Talvez para que isso realmente aconteça, a brilhante ideia de Rodrigo Carelli e companhia de confirmar o retorno de ex-peões para a Itu pareceu um tanto quanto batida, ou então, pode fazer entregar a seleção de participantes que por aí estão vindo: mornos e sem graça. Ou um ou outro, a decisão de trazer “artistas” como Monique Evans evoca o espírito popular e barraqueiro que, segundo algumas experiências anteriores – sim, falo de você Théo Becker -, deu audiência. Momentânea.
Por incrível de pareça, já se foi o tempo em que os realities eram inéditos. A ideia de fazer voltar um integrante de alguma edição anterior, assim como a Globo fez com Marcelo Dourado no ‘Big Brother Brasil’, quem sabe pode render a ele (a) a sorte que Dourado teve, a de ganhar o prêmio. Porém mais que isso, ajudará a fazer o que ‘A Fazenda’ sempre faz: servir toda a grade de programação da emissora, inclusive o religioso ‘Fala que eu te escuto?’ com “conteúdo”. Capaz que sobre até para o Datena, que nada tem a ver com o pato.

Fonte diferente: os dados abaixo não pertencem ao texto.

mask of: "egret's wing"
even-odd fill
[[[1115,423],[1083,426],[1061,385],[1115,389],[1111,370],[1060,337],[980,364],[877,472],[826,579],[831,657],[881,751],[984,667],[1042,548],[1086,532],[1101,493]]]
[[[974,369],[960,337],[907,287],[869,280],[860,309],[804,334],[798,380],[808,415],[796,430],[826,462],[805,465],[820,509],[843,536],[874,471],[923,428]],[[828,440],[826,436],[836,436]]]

Há três edições seguidas, pouco se viu a Record aproveitar de maneira correta seu reality show. Que seja desde a estréia ou da exaustiva quantidade de vezes em que se reprisavam as cenas de barraco, ainda é necessário que além de outros planejamentos em cima desse projeto, um mais específico seja feito: de como o restante da grade utiliza as informações do programa. Entende-se que é necessário alavancar um produto através de outros, principalmente na TV. Mas cansar o público antes do primeiro mês de confinamento é o mesmo que mandar todo o dinheiro investido para a roça. Ainda dá tempo.